This Saturday night, seniors and their plus-ones will style their hair, select their finest attire, and crowd into Paresky to attend the “Senior Fall Formal,” the first of three annual College-sponsored dances for the senior class. Despite the event’s official title, most refer to it colloquially as “First Chance” — as in, the first chance to meet your future spouse during senior year — a nod to the College’s vested interest (and historical success) in forming married Eph couples.
The other two dances are referred to as “100 Days” and “Last Chance,” the latter now renamed the “Night Under The Stars Formal.” However, many still cling to the old titles, perhaps with the hope of meeting their match. The Record set out to investigate the history of these dances at the College.
“From what I know, there is no history to why it was called ‘First Chance,’ but it has taken on a bit of its own lore,” Associate Director of Student Involvement and Events Sam Boyden wrote in an email to the Record. “The name was changed to ‘Fall Formal’ a few years ago to help change that narrative of matchmaking to a more celebratory nature. I felt it was strange that the perception (whether true or not) was to find a life partner at these events, and [I] wanted to create a much lower pressure and more fun experience for all.”
Despite the fabled original intent of the senior dances, many successful couples at the College don’t have their “meet cute” there anyway: Rather, they connect through the circumstances of normal college life.
This was the case for Darik Vélez ’01 and his wife Elizabeth Vélez ’02. “[During orientation] I was sitting around playing games and getting to know everyone in my [Williams Outdoor Orientation for Living as First-years] group, and this girl comes up to us and asks if she’s in our group, and I remember looking up at her and thinking, ‘I sure hope so,’” Darik said.

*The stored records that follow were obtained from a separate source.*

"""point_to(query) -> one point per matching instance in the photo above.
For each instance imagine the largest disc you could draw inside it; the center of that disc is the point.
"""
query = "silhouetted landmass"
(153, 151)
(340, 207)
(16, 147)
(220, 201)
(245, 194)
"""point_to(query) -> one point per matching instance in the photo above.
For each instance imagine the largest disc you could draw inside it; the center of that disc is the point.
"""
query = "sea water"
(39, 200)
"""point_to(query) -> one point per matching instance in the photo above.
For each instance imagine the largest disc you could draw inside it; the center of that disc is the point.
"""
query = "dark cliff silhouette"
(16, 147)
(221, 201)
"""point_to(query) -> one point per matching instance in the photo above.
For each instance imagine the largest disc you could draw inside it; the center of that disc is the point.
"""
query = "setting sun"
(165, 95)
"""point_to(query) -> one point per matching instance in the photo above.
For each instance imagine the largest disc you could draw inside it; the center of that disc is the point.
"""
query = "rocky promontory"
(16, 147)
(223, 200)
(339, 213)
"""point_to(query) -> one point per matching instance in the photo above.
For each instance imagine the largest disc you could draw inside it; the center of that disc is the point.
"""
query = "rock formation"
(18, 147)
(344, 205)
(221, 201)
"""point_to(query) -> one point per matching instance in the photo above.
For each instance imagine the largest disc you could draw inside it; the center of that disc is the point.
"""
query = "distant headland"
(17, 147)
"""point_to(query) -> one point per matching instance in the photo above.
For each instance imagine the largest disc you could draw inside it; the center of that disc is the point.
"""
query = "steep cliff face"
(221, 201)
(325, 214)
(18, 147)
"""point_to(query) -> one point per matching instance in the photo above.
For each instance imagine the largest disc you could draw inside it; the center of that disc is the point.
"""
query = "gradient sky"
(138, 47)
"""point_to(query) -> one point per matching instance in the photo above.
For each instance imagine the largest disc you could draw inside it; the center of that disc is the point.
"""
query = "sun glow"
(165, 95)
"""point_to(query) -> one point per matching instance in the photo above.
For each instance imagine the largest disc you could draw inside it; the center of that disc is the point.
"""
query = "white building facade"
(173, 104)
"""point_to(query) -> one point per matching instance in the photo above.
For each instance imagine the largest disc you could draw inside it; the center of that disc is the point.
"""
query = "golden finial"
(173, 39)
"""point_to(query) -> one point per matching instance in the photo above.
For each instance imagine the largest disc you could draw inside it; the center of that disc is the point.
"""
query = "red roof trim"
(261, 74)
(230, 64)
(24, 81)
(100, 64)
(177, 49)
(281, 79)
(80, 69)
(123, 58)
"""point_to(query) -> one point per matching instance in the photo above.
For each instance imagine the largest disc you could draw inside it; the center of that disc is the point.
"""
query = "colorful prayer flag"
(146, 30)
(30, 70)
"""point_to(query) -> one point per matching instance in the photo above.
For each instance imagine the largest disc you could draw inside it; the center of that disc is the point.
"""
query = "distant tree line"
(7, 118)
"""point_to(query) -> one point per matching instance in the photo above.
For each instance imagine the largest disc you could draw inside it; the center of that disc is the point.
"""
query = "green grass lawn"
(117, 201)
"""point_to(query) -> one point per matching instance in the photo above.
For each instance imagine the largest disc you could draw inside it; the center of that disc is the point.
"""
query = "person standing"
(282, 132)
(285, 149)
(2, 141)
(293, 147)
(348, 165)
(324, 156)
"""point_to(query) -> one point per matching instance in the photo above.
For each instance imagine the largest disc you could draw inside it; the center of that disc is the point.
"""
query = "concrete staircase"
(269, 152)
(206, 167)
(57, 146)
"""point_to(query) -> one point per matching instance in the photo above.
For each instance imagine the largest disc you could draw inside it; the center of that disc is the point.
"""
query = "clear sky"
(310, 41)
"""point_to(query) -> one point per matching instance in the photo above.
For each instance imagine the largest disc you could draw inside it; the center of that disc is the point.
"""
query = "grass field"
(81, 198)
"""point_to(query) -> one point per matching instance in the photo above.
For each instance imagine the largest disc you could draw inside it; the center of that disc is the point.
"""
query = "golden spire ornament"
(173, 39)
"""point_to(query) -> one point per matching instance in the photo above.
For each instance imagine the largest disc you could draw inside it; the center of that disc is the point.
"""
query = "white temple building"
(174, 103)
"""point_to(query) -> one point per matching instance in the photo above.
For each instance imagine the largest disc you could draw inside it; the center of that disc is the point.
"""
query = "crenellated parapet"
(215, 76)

Although the “First Chance” tradition didn’t yet exist in their day, another College-sponsored dance was an important milestone in the Vélez’s relationship. “About a month into the year, I wanted to be in a closer relationship with Darik, and there was a dance, but he wasn’t competent enough to ask me out,” Elizabeth said, laughing. “And so I distinctly remember hinting to him using Instant Messenger on my computer that another guy wanted to ask me out. Basically, I was asking him to do it instead.”
While senior dances are not the only chance for matchmaking, it is no coincidence that the dances were once framed as love-seeking opportunities. A 2018 report in The Williams Magazine wrote that nearly 22 percent of alums who have graduated since 1972 since married fellow Ephs, a relatively high proportion compared to peer institutions like Bates and Middlebury. Eph couples are also frequently active members of the College’s Alumni Network, a vast group of alums of which 88 percent have donated back to the College, one of the highest participation rates in the country.
In addition to financial contributions, many Eph couples noted the joy in giving back through fostering community. This is the case for Mary Lusardi ’85 and her husband Phil Lusardi ’85, who returned to campus this weekend to tailgate for the Homecoming football game. Mary met her husband at the College in the 80s, but the two “didn’t really date until the very, very end of senior year,” she said. “We were more like an after-graduation kind of couple.”
The pair returns to the College for most Homecoming games — a tradition that originated both to rekindle festive memories and, for a time, to keep tabs on their daughter. “When our daughter was a freshman, we started doing this tailgate because we wanted to helicopter in and spy on her,” Mary said. “Other kids from our class were doing the same thing … [and] every one of those families has had at least one kid end up meeting [and dating] someone who went to Williams.” Perhaps, then, current Eph couples create new matches at a greater rate than formal dances do.
The roots of inter-Eph romance may partially lie in shared qualities between students who gravitate toward the College, according to John Booth ’87, who also met his spouse during his time as a student. “The great thing about Williams, at least when we were there, was that we were around a lot of really bright, interesting people coming from all walks of life,” he said. Booth also valued the shared grit of rigorous learners at the College. “I was raised to work hard,” he said. “I can be friendly with people who don’t work hard, but I can’t be best friends with people who are lazy. My wife was really hardworking and determined to learn and to find her way in life. So we had that in common.”
According to Beau Everett ’87, a friend of Booth’s and parent to a current student at the College, the robust Williams alum network may play a role in the high prevalence of coupled Ephs. “I do think Williams has a notoriously strong alumni network and alumni connection,” Everett said. “That might be a function of its size, and then when you marry somebody with the same connection, it’s just kind of all on steroids.”
So as students attend “First Chance” this weekend, they may or may not find love — but regardless, they do have a high chance of someday uniting with a fellow Eph.
Embracing imperfections is key to connecting with others in all kinds of relationships, according to Mary. “I think you guys put too much pressure on yourselves to be rich and famous and publicly seen as professional, as having the perfect life,” she said of students at the College. “I think sometimes you sacrifice too much on the personal side to have the public perception of perfection.”